The circumstances have returned, but with new designations. Now these people are called "the woman who does the cleaning" or "the man who runs errands"; or — more amicably — they might be referred to as "the person who helps us at home," thus creating some degree of ambiguity. One might even get the impression that this person is not bound by money in providing this "aid or assistance."
People who were the "maggots," "worms," "traitors" and "scum" of the mass exoduses (from the port at Camarioca in 1960 and Mariel in 1980), after certain social and political conjunctures began to be referred to using gentler terms like "community members" or "Cuban-Americans" or "those living outside of Cuba."
This is why it's not at all uncommon for people who are "fired" or "laid off" to be described as having experienced "employment reorganization." Likewise "evictions" become the "distrainment of real property."
And anyone who provides information about other people to the police or to the Ministry of the Interior — rather than being labeled as "informants," "snitches" or chivatos — they are described as "auxiliaries" or "civilian collaborators."
A "prostitute" is now called a jinetera (escort), and theft (on a large scale by certain officials) has been dubbed "the mismanagement of resources."

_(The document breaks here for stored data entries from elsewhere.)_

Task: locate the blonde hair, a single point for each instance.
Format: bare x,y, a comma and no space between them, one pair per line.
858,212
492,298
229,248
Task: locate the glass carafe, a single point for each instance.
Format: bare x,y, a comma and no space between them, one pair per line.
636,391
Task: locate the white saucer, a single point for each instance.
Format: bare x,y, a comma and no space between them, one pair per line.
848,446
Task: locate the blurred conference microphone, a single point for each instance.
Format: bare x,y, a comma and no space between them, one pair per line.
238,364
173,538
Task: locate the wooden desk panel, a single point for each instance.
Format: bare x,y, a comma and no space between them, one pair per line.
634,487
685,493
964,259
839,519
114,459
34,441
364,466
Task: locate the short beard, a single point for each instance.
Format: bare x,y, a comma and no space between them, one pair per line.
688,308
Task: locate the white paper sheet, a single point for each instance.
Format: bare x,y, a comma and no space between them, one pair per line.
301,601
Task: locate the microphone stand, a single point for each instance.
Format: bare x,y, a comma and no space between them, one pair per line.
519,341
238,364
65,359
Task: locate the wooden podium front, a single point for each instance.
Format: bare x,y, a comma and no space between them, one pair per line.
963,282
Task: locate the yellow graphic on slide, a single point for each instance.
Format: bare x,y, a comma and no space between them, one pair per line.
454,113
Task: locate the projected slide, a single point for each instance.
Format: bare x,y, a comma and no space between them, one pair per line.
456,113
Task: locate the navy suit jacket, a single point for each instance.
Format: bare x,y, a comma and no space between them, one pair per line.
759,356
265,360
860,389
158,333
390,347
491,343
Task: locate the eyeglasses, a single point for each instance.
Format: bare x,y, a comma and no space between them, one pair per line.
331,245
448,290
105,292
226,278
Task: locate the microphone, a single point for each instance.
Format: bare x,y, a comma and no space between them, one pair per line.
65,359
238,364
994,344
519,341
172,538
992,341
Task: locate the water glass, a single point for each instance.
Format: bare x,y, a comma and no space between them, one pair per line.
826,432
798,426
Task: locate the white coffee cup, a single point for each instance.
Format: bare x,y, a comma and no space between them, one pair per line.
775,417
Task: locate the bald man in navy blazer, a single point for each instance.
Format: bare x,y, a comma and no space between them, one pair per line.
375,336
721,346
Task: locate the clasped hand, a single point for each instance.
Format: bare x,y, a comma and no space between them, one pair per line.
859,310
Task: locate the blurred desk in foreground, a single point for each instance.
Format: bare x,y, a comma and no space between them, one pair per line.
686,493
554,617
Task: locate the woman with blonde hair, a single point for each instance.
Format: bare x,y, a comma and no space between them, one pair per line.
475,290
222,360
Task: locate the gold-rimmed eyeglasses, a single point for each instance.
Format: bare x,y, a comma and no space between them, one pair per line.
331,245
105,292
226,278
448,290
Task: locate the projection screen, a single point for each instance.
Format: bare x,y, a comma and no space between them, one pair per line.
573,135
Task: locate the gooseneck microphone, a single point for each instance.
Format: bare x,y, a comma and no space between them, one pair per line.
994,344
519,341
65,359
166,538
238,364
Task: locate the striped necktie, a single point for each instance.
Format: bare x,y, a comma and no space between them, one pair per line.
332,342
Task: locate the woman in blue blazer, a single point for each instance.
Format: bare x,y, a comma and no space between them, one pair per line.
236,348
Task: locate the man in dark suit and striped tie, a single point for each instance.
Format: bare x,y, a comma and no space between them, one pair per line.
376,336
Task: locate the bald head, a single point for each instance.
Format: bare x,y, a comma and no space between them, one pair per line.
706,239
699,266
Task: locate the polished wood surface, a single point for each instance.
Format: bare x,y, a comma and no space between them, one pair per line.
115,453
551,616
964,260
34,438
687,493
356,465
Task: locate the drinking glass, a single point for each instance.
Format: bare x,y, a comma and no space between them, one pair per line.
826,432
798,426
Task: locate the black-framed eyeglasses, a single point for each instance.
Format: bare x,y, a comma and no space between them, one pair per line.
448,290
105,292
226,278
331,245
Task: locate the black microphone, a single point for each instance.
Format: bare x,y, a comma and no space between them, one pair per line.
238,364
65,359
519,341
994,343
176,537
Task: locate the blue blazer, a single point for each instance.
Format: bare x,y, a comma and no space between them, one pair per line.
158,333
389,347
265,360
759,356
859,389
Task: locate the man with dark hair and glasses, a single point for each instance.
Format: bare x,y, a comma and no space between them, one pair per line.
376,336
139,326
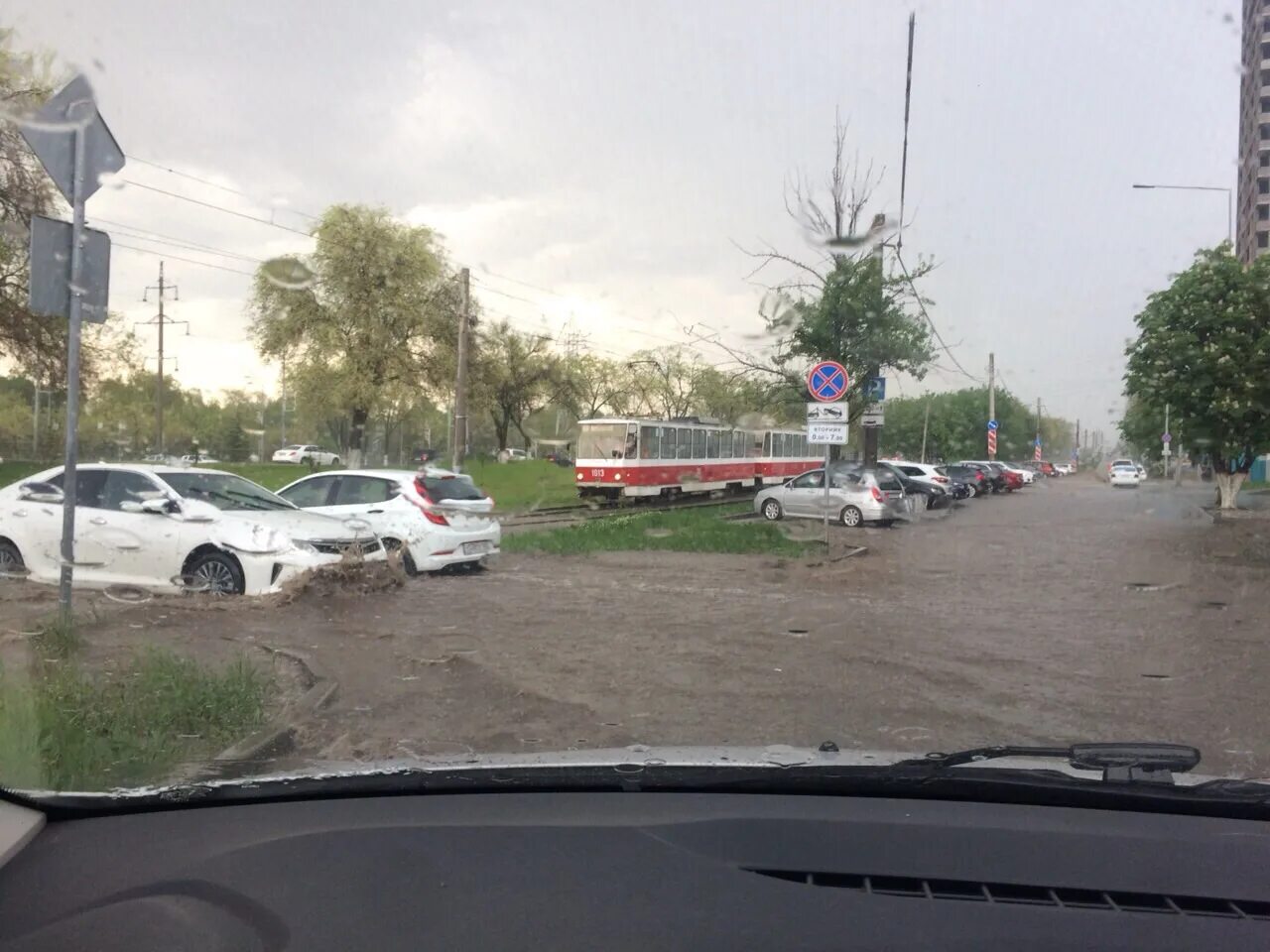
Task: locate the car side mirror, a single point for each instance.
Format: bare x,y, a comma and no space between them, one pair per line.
159,506
41,493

But there are some terms that are completely exempt from the possibility of receiving any softer kinder euphemisms. These include "independent journalist" or "blogger," which are smeared with words like "cyber-dissident" or even "mercenary" in the worst cases.
In other words, euphemisms are employed to a degree directly proportional to the level of the commitment they have for the implantation or ordering by the system, in accordance with the period and the context.
These are the reasons my writings are never published in official media. Don't imagine, my friends, that the cause of this is "censorship" or a lack of "freedom of expression" its that I'm very apt to use amplified phraseology and opinions that are "exaggerated," "distorted," "imprudent" or "inconsistent" with our reality.
Please, I'm not asking for anyone to describe me as being "sardonic" with this. I'm only being "funny."